Clinical Translation Gap: Limited discussion of why promising preclinical anti-inflammatory findings haven't translated to more consistent clinical outcomes.

Most cited animal studies use relatively short follow-up periods (7-30 days)
Stimulation parameters vary widely across studies, making comparisons difficult
Limited discussion of sham controls and blinding in animal studies

⇒ Thanks for your comments. We have separately included relevant explanations for the clinical application part in the “Challenges of tDCS in Neuropathic Pain” section. The “Challenges of tDCS in Neuropathic Pain” section shows as followed.

The differences in clinical application may be caused by the following aspects. First of all, the discrepancies in clinical outcomes regarding anti-inflammatory efficacy are attributable to variations in stimulation sites, parameters, and duration within the incorporated clinical investigations.
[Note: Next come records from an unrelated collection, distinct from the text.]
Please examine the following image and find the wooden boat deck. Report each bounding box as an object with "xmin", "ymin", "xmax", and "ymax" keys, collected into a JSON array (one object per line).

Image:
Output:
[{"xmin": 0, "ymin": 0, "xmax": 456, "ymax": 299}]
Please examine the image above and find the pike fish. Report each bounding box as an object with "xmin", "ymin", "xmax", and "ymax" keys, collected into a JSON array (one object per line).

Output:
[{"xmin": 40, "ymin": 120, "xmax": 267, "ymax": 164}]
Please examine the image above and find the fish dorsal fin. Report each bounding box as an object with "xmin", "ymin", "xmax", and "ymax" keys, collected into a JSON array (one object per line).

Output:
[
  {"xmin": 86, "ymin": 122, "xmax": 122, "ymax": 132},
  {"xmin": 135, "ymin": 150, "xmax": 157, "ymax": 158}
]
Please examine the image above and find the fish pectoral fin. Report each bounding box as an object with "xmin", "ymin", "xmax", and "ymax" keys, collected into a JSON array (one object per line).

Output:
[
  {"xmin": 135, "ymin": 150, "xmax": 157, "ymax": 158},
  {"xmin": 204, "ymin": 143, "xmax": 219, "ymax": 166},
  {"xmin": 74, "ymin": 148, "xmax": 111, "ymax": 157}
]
Secondly, heterogeneous responses in NP patients may stem from individual variability, potentially explaining inconsistent tDCS outcomes. Moreover, the small clinical sample sizes further preclude consistent mechanistic validation.
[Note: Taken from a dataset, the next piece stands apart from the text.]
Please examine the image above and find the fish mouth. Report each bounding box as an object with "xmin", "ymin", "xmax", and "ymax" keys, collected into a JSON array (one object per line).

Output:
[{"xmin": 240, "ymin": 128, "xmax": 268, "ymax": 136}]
Author Response File: Author Response.docx

Reviewer 2 Report

Comments and Suggestions for Authors

The scientific paper "Anti-inflammatory Pathways Mediating tDCS Effects in Neuropathic Pain" aimed to summarise the mechanism by which Transcranial direct current stimulation (tDCS) improves Neuropathic pain (NP) by regulating inflammatory mediators. After detailed reading, I can make the following considerations:

1) I recommend increasing the abstract to 200-250 words, incorporating research findings and conclusions.

2) I recommend increasing the number of keywords (up to 10), which favors traceability in literature searches in databases.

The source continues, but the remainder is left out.